# Trimming hooves with razor knife



## Dani-1995 (Mar 11, 2011)

Does anyone use a razor knife to trim hooves and if so which one?


----------



## Tenacross (May 26, 2011)

When I first started, I tried to use a farrier's knife to trim hooves. Did not work well for me. Lots of blood a couple times. I now stick to hoof trimmers and a farrier's rasp. Occasionally a grinder.


----------



## Dani-1995 (Mar 11, 2011)

I know alot of people who use knives to get the sole even with the wall. I've been taught how and done it before. I can't seem to get it all flat like I want with trimmers and my Goats have real soft hooves so rasps don't do much on them

Im looking at utility type razor knifes. Hopefully I don't mess up and cut one too deep.


----------



## Tenacross (May 26, 2011)

Dani-1995 said:


> I know alot of people who use knives to get the sole even with the wall. I've been taught how and done it before. I can't seem to get it all flat like I want with trimmers and my Goats have real soft hooves so rasps don't do much on them Im looking at utility type razor knifes.

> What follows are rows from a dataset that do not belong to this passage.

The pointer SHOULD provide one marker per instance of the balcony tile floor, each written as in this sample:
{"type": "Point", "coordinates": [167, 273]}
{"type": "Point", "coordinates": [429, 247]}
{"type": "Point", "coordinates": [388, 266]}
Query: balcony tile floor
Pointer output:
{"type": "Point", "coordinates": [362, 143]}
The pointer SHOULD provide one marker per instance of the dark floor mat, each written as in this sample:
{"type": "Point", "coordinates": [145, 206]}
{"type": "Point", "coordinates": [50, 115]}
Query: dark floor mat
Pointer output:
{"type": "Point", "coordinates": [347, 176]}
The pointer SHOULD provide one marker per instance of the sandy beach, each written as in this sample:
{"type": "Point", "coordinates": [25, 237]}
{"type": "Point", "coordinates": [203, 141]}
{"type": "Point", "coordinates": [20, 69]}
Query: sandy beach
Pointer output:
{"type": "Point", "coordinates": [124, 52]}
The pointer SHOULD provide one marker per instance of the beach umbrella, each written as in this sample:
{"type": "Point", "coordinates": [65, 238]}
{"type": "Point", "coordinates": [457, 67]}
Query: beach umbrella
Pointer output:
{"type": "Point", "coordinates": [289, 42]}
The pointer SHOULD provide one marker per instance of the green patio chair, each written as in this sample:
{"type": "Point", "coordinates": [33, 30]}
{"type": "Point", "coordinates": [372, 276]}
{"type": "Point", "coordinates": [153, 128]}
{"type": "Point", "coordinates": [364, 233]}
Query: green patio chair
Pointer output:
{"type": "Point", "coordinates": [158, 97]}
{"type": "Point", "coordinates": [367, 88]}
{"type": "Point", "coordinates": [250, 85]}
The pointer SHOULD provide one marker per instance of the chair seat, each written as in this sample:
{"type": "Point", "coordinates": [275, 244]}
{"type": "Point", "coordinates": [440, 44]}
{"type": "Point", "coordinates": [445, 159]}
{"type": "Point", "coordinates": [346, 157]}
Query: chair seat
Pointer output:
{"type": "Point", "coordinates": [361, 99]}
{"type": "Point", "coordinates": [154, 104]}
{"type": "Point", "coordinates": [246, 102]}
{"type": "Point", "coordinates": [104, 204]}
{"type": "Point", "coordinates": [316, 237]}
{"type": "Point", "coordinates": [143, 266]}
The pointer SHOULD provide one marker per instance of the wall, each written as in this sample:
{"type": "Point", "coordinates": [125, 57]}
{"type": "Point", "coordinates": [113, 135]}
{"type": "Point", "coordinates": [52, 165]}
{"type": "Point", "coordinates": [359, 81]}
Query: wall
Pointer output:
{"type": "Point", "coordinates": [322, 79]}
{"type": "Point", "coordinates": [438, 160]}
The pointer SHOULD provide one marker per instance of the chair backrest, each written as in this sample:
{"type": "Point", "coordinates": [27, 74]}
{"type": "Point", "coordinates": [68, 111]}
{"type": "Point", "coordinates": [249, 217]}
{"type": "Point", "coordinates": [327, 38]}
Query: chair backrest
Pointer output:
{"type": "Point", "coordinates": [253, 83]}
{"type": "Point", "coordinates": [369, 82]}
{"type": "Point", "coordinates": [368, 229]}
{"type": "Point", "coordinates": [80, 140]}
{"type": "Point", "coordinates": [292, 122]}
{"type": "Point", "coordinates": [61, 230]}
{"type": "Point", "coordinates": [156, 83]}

Hopefully I don't mess up and cut one too deep.


Yeah, you're right, the rasp doesn't do well with the soft sole sometimes. I just try to get it with the trimmers. I'm too dangerous with the knife. 
The angle grinder will level it off. You have to be careful with those though too. Both for you and the goat. Too hot for the goat and flesh eating for humans. I wear a leather glove on the hand holding the foot. Same with the rasp actually. Sorry I have no good knife advise for you. :hammer:


----------



## Sylvie (Feb 18, 2013)

I use a utility knife, or sometimes my pocket knife, which ever is nearby.  Works great!

I have Nigerians, so I don't know if it is harder to hold a large goat so you don't cut any fingers off


----------



## Jessica84 (Oct 27, 2011)

Im in the same boat as you dani, I tryed to use a knife but I kinda freaked and stopped before I ever started. Since I have a lot of goats, they are not done as often as they should in most of their cases, what I have been doing is trimming the out side just a little shorter then the 'sole' (the center stuff lol) and I think they wear it down to where it is even over a few days since it is softer. Im also looking into a grinder, I just dont know what blade to get, I think if I had one it would take up less time per goat and in the long run every one will get done more often.


----------



## Dani-1995 (Mar 11, 2011)

I think I will get avery no e.razor.knife.and get to work... I have a pretty steady hand and I have done it before... just wanted to see of anyone had suggestions for what type, how to trim different hoof problems and all that. 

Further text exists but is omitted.